Y, de una manera más cínica, me dije a mí misma: «Si no la cura, por lo menos no la mata».
Hoy sabemos que el «milagro» está garantizado. En casa ya no tenemos ni antibióticos, ni cortisonas, ni antihistamínicos, ni inhaladores para el asma, ni analgésicos, etc. Utilizamos «azúcar», gotas homeopáticas, y, en raras ocasiones, inyecciones homeopáticas; muchos de nuestros parientes, incluso los más reacios a creer que un poco de «agüita» y tres «bolitas dulces» pudieran dar resultados en el campo de la salud, hoy en día están muy satisfechos con la homeopatía. Superado el obstáculo de la enfermedad reumática, faltaba hacer frente al problema alimentario.
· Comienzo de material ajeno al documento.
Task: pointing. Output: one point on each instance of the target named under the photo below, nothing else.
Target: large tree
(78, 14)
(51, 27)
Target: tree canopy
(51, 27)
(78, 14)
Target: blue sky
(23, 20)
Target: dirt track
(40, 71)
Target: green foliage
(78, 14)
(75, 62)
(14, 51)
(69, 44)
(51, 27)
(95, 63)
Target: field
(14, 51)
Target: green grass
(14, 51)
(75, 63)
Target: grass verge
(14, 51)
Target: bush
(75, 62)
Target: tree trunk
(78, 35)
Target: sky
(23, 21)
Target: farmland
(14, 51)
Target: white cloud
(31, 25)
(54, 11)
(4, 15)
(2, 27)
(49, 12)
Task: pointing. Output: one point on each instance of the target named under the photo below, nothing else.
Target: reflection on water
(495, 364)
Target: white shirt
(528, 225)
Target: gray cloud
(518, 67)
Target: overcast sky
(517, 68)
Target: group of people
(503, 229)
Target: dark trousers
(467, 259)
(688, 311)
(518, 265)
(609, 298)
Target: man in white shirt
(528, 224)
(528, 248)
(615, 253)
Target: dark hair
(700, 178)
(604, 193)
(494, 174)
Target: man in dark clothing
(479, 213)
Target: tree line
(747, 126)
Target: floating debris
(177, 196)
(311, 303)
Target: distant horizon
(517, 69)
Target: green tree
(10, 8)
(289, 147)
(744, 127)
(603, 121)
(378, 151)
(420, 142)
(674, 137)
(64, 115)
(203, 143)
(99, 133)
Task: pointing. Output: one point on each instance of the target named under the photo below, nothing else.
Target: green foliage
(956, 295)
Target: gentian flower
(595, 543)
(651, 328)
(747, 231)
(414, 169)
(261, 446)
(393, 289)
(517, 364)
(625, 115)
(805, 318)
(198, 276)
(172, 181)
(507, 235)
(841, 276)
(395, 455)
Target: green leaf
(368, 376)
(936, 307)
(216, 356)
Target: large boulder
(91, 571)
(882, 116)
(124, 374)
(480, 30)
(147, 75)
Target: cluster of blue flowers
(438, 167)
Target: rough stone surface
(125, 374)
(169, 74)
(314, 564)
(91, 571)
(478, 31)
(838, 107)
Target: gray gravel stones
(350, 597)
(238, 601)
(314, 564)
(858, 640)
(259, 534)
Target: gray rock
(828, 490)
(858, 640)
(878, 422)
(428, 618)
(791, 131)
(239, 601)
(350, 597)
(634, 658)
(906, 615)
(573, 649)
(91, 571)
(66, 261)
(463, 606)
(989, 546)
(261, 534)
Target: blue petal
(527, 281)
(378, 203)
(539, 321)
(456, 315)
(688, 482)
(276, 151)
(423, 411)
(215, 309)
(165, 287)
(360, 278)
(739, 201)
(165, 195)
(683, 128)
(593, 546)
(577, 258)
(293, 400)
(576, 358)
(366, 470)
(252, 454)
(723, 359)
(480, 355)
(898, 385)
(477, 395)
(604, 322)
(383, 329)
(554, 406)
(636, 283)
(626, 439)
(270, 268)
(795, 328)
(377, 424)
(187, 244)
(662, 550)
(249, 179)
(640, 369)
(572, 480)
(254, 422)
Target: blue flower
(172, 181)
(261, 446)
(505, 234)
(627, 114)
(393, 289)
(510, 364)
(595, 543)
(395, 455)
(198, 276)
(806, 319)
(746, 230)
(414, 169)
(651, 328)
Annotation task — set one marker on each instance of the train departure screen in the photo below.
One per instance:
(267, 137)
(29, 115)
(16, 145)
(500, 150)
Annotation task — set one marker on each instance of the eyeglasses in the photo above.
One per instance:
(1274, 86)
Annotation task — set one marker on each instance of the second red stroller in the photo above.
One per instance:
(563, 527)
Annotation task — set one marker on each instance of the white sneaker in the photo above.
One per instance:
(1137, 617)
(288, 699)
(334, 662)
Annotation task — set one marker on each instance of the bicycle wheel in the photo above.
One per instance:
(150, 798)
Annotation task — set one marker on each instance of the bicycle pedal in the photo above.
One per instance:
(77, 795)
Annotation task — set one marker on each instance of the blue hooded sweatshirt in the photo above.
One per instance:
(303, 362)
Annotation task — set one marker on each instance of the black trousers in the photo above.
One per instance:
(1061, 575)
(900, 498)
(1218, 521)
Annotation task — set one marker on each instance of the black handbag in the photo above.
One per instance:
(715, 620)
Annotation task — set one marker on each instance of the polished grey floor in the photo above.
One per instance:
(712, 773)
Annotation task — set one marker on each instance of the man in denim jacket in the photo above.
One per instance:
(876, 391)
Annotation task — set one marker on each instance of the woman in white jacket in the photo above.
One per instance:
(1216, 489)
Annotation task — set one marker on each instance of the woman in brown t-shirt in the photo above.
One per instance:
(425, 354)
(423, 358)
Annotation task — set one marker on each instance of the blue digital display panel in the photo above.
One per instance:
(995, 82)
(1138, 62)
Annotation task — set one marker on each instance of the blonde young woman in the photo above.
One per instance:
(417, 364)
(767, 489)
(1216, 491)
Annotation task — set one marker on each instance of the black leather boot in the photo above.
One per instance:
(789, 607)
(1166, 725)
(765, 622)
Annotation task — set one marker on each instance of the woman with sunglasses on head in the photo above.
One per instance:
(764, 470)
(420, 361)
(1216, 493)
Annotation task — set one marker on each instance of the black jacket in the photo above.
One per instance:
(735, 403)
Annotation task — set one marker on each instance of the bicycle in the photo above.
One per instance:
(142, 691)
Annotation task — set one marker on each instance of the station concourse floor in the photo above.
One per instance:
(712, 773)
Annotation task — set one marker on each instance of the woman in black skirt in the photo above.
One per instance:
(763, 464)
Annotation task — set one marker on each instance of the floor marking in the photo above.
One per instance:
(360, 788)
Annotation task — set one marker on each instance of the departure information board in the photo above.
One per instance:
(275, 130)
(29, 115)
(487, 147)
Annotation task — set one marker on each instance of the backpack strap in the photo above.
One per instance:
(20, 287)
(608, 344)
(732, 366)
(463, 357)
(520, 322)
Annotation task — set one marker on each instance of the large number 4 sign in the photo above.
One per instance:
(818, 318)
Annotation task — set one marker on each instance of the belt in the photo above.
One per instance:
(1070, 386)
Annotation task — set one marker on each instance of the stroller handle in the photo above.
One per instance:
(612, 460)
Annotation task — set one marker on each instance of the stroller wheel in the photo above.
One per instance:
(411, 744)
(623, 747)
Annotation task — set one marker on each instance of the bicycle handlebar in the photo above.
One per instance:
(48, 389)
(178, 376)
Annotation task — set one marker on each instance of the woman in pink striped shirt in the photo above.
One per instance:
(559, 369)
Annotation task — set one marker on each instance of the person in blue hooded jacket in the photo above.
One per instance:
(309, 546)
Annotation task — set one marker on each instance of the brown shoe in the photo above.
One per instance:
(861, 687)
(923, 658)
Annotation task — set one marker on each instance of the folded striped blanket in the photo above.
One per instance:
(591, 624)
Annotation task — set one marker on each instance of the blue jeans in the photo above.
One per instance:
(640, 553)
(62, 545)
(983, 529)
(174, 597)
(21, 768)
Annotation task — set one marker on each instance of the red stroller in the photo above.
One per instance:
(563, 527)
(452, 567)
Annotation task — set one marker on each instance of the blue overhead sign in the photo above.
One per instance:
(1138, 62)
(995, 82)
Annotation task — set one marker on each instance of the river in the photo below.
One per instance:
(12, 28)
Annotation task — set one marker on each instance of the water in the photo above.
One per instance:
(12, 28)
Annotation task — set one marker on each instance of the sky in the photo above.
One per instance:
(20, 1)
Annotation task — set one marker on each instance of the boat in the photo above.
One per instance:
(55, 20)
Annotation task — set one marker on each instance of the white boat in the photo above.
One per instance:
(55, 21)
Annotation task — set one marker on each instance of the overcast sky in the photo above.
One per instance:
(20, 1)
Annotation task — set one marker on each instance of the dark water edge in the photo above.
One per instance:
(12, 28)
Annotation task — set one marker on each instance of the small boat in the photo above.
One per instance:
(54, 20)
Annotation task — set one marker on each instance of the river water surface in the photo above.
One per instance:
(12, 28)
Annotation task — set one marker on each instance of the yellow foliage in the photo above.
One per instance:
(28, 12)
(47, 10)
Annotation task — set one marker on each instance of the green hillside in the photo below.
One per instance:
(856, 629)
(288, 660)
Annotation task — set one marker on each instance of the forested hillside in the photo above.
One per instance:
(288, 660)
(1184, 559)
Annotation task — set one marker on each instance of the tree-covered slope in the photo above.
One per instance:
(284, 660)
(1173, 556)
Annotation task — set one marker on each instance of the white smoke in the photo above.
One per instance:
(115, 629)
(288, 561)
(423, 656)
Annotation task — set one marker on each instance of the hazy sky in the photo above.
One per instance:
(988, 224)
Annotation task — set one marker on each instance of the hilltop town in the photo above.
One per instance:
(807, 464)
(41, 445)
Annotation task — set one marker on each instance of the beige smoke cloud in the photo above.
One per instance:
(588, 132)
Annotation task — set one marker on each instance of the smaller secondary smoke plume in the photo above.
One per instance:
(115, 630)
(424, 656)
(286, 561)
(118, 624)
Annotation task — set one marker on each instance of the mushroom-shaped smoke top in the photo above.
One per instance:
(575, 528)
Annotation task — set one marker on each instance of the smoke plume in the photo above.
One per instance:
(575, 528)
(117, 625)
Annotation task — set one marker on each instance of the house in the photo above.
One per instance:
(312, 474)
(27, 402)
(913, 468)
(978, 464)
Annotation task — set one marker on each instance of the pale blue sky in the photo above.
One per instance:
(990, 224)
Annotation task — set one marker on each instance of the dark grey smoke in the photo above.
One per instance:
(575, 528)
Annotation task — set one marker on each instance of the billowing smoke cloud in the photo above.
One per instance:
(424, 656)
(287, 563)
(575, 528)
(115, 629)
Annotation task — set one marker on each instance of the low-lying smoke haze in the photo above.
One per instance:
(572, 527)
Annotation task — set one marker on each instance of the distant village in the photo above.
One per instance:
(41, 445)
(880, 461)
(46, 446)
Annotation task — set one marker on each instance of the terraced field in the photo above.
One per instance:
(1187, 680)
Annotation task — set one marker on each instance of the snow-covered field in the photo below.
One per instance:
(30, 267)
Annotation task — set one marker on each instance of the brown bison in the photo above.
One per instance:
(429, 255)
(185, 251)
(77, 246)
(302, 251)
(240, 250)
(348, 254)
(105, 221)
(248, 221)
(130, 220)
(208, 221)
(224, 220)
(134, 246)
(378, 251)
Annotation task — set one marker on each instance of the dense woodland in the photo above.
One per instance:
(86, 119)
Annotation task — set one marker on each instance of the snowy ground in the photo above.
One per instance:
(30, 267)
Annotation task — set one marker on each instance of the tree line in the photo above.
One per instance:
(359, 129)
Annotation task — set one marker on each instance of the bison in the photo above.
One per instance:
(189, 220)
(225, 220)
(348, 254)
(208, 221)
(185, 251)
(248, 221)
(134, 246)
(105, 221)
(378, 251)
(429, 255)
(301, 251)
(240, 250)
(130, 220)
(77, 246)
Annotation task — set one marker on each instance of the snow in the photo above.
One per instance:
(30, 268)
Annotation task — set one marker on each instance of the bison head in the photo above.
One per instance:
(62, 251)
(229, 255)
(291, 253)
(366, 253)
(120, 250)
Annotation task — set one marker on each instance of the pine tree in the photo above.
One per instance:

Mi hija, como señalaba el diagnóstico del Policlínico de Nápoles, tenía múltiples intolerancias alimentarias. Ciertamente, sin embargo, no podía vivir una vida a base de proteínas hidrolizadas.
Recuerdo cuando celebramos su segundo cumpleaños: un querido amigo (ahora también un maestro de shiatsu), Giovanni Mascia, licenciado en arquitectura, construyó un hermoso pastel de cartón, de muchos colores y muy bien decorado. En el interior pusimos un buen juguete y encima las dos velas, que la niña sopló feliz. Ese día me juré que su tercer cumpleaños no sería así: encontraría a toda costa algo para comer que fuera compatible con su cuerpo.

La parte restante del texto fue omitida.